El Tribunal de Justicia de la Unión Europea ha condenado al Reino de España por incumplimiento de la Directiva 2000/60/CE del Parlamento Europeo y del Consejo de 23 de octubre de 2000 por la que se establece un marco comunitario de actuación en el ámbito de la política de aguas.

La sentencia los incumplimientos en:

El artículo 13, apartados 1 a 3 y 6, de la Directiva  por la que se establece un marco comunitario de actuación en el ámbito de la política de aguas.

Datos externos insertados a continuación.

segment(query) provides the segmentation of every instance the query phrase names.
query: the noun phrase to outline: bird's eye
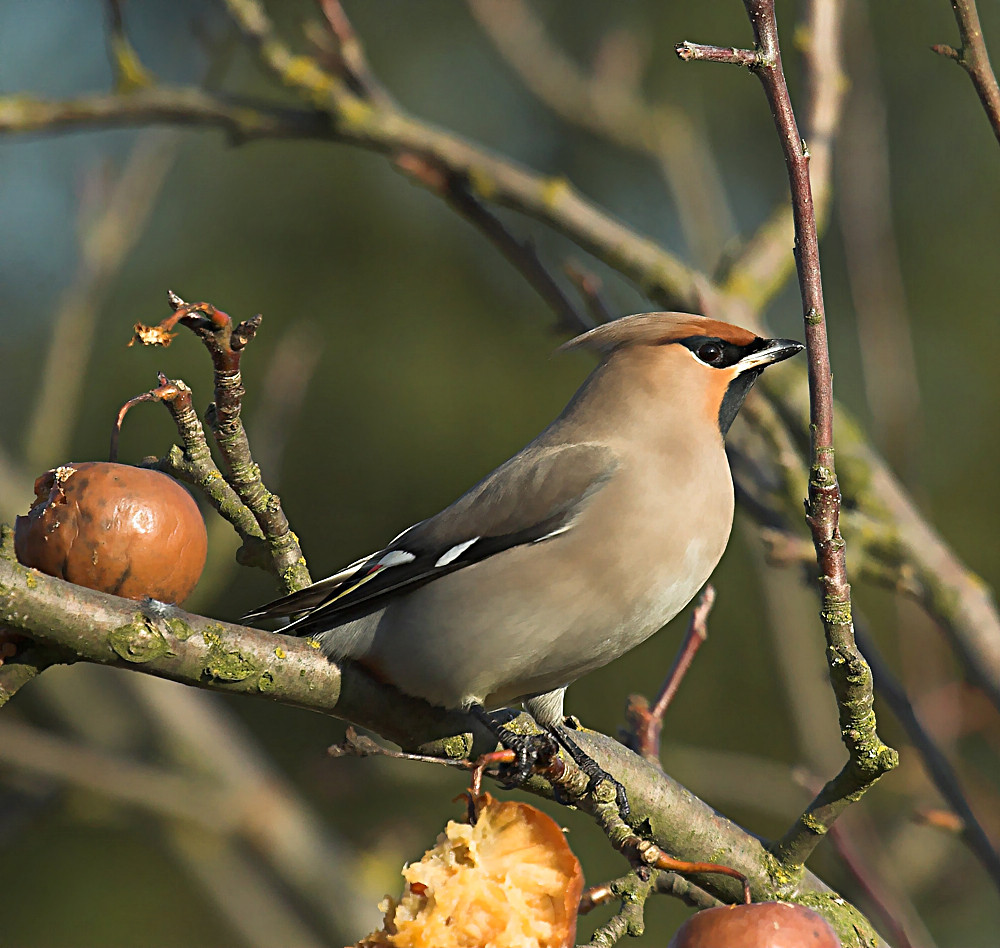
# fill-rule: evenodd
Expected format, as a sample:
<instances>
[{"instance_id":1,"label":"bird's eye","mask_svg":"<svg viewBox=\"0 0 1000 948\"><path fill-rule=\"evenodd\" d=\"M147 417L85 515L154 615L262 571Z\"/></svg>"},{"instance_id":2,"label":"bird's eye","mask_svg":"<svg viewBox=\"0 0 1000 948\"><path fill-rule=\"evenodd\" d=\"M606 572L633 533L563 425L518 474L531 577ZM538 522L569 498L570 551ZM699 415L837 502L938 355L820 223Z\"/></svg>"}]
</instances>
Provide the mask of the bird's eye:
<instances>
[{"instance_id":1,"label":"bird's eye","mask_svg":"<svg viewBox=\"0 0 1000 948\"><path fill-rule=\"evenodd\" d=\"M718 365L722 361L722 346L717 342L706 342L698 347L698 358L709 365Z\"/></svg>"}]
</instances>

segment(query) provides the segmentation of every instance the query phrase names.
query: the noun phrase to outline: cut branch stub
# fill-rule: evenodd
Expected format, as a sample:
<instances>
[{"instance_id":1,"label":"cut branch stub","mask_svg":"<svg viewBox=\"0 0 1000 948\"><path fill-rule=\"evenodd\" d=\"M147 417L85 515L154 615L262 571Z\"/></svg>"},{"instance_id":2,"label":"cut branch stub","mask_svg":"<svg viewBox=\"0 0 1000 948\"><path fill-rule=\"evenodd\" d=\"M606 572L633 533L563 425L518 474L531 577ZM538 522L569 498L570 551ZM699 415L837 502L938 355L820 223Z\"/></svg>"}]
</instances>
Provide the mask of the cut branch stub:
<instances>
[{"instance_id":1,"label":"cut branch stub","mask_svg":"<svg viewBox=\"0 0 1000 948\"><path fill-rule=\"evenodd\" d=\"M170 330L177 325L186 326L204 343L215 369L215 401L209 406L205 418L222 455L225 482L229 488L225 490L211 485L213 505L236 526L243 538L240 562L261 564L258 540L262 538L266 544L266 560L280 580L282 590L288 593L302 589L312 582L302 548L285 517L280 498L264 485L240 417L245 394L240 356L256 335L263 317L257 314L234 327L228 313L211 303L187 303L172 290L168 291L167 297L174 309L173 315L154 327L137 324L130 344L138 341L144 345L167 345L174 335ZM190 415L193 414L193 411L190 412ZM187 413L183 420L191 439L190 442L185 439L185 451L190 445L199 455L190 473L198 478L199 486L207 490L213 472L217 474L218 469L211 460L207 444L202 450L198 443L199 438L204 439L200 423L196 424L196 419L193 421ZM181 421L177 415L175 421L180 429ZM167 459L167 463L172 460ZM195 459L191 457L190 460ZM241 507L249 511L250 522Z\"/></svg>"}]
</instances>

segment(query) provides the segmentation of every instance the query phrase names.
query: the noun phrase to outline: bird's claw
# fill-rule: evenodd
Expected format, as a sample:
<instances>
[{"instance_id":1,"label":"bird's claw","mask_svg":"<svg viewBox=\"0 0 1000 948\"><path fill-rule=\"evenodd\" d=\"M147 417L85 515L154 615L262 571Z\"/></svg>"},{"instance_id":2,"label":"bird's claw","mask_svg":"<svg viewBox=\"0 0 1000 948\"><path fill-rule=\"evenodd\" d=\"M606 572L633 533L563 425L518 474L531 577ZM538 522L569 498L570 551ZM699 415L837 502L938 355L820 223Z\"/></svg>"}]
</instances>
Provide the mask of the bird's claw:
<instances>
[{"instance_id":1,"label":"bird's claw","mask_svg":"<svg viewBox=\"0 0 1000 948\"><path fill-rule=\"evenodd\" d=\"M545 769L559 753L559 743L551 734L510 734L501 743L514 752L514 760L501 764L497 779L506 789L523 784L536 769Z\"/></svg>"}]
</instances>

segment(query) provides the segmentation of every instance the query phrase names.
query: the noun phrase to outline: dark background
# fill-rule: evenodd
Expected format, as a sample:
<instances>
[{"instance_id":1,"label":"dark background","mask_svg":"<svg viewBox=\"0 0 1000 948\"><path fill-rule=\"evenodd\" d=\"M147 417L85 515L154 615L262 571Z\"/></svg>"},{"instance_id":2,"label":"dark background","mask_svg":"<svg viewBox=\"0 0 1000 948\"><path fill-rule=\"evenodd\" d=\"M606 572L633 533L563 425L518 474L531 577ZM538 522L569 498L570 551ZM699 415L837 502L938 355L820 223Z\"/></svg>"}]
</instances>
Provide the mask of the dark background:
<instances>
[{"instance_id":1,"label":"dark background","mask_svg":"<svg viewBox=\"0 0 1000 948\"><path fill-rule=\"evenodd\" d=\"M296 24L315 18L314 6L270 6L286 37L301 45ZM864 83L874 75L884 92L899 273L919 382L919 403L912 405L905 432L897 432L909 446L898 473L965 562L995 584L1000 154L967 77L928 49L935 42L957 42L946 0L871 4L870 34L861 6L849 6L853 86L843 134L859 134L852 130L855 96L870 89ZM685 66L672 53L682 39L748 43L742 5L564 0L536 7L552 36L582 62L614 29L633 31L648 44L645 92L694 117L715 151L738 230L752 233L786 193L758 84L734 68ZM987 40L1000 37L996 4L981 7ZM653 163L554 117L505 66L464 4L355 0L347 12L378 75L416 115L536 170L565 175L638 231L686 254ZM778 12L796 96L795 5L779 3ZM245 47L220 43L221 6L133 0L126 17L145 66L164 82L196 83L209 60L221 55L228 59L224 88L282 94ZM104 21L96 0L3 0L0 94L55 97L109 88ZM215 37L214 52L196 38L204 34ZM874 52L865 57L869 46ZM859 55L865 57L861 66ZM91 307L92 333L82 332L84 341L63 356L80 363L84 381L58 404L66 437L54 422L48 437L52 416L33 413L43 388L53 384L46 353L57 335L56 313L79 285L75 274L86 253L80 235L105 206L117 169L144 134L0 140L5 520L27 510L31 478L46 468L102 458L118 407L152 387L157 370L184 378L198 404L207 403L210 367L193 337L181 336L168 350L126 347L134 322L167 315L168 287L237 318L263 313L261 332L243 362L247 417L251 436L258 436L265 478L280 490L314 577L377 548L451 501L537 433L588 371L582 356L550 358L560 337L544 304L477 232L381 157L309 142L231 147L220 132L183 130L175 142L155 146L160 152L175 149L176 157L134 248ZM871 380L863 372L849 292L843 213L834 206L822 239L835 385L867 423L873 416L866 400ZM553 269L566 255L584 259L542 227L505 219L518 233L534 236ZM653 308L610 271L588 265L604 277L616 313ZM776 334L801 336L793 287L770 307L768 319ZM84 323L76 319L72 326ZM869 374L894 370L900 359L891 338L867 354ZM279 356L285 361L276 368ZM296 381L305 386L301 403ZM281 402L279 388L291 405L286 413L274 407ZM162 454L173 437L166 412L140 406L126 422L122 460ZM275 588L264 574L231 563L236 541L230 534L225 525L212 526L210 567L187 605L234 619L271 598ZM762 566L752 525L740 517L714 582L719 598L711 636L669 713L664 760L674 776L728 816L762 835L778 834L808 798L793 769L805 768L822 780L841 762L821 629L797 578ZM956 684L959 673L948 652L914 609L864 585L856 595L918 710L959 763L995 838L995 717ZM568 710L614 733L627 694L655 692L684 621L679 617L629 656L572 687ZM121 692L122 677L103 669L58 669L4 713L156 765L169 739L159 731L162 724L135 710L134 696ZM331 761L324 750L342 736L340 722L266 703L212 701L238 717L234 726L249 730L269 766L292 782L297 799L318 815L323 832L345 854L358 889L348 896L333 887L331 905L338 899L363 903L374 921L379 898L399 890L403 860L418 858L444 821L458 814L451 800L463 777L419 764ZM808 727L804 707L813 716ZM941 803L895 722L888 714L882 721L902 750L903 764L845 825L860 839L871 871L906 894L938 944L994 944L1000 930L996 891L958 839L914 820L920 807ZM120 733L126 737L118 744L108 736ZM91 764L100 769L99 761ZM210 762L197 766L210 775ZM155 819L142 806L10 760L2 736L0 779L0 944L247 943L220 912L211 887L178 857L176 833L190 832L183 819ZM586 820L553 812L570 827L588 881L623 871L620 858ZM216 844L203 830L191 845L197 850ZM868 907L829 847L817 853L815 868ZM315 912L285 885L274 880L314 923ZM665 943L685 913L679 904L654 900L640 943ZM327 937L353 940L361 933L345 923L339 935Z\"/></svg>"}]
</instances>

En este aspecto, España no elaboró a tiempo los planes de cuenca (excepto el de las cuencas internas de Cataluña), que debían haberse entregado a la Comisión Europea en el año 2010. 

El artículo 14, apartado 1, letra c), de dicha Directiva, por no haber iniciado el procedimiento de información y participación pública salvo en el caso de los planes hidrológicos de Distrito de la Cuenca Fluvial de Cataluña, Islas Baleares, Tenerife, Guadiana, Guadalquivir, Cuenca Mediterránea Andaluza, Tinto-Odiel-Piedras, Guadalete-Barbate, Galicia-Costa, Miño-Sil, Duero, Cantábrico Occidental y Cantábrico Oriental. 

El artículo 15, apartado 1, de la misma Directiva, salvo en el caso del Distrito de la Cuenca Fluvial de Cataluña.

La Fundación Nueva Cultura del Agua desde el Observatorio de Seguimiento e Implementación de la Directiva Marco del Agua (ODMA)  siempre ha insistido en en que los planes de cuenca deberían haber sido aprobados en diciembre de 2009, de manera que los programas de medidas pudieran implementarse a partir de ese momento y pudiéramos avanzar hacia el objetivo de alcanzar el buen estado ecológico de nuestros ríos, acuíferos y masas costeras antes del 2015.

Más allá de los retrasos de calendario, es importante analizar los cambios producidos en los nuevos objetivos, contenidos y procesos que deberían marcar la nueva política de aguas en España. Lo fundamental es que no se ha producido la redefinición de objetivos que propugna la DMA: el cambio necesario para pasar de una política de inspiración productivista, al servicio de los intereses sectoriales, a una política conservacionista que antepone la consecución del buen estado de los ecosistemas hídricos y un uso sostenible del agua, ese cambio, no se ha

producido. La falta de una integración clara de los objetivos ecológicos se sustituye por unos caudales ambientales que se determinan como resto –una vez procesada la rutina balance-demandas-obras- y se definen con habilidad en los puntos más convenientes.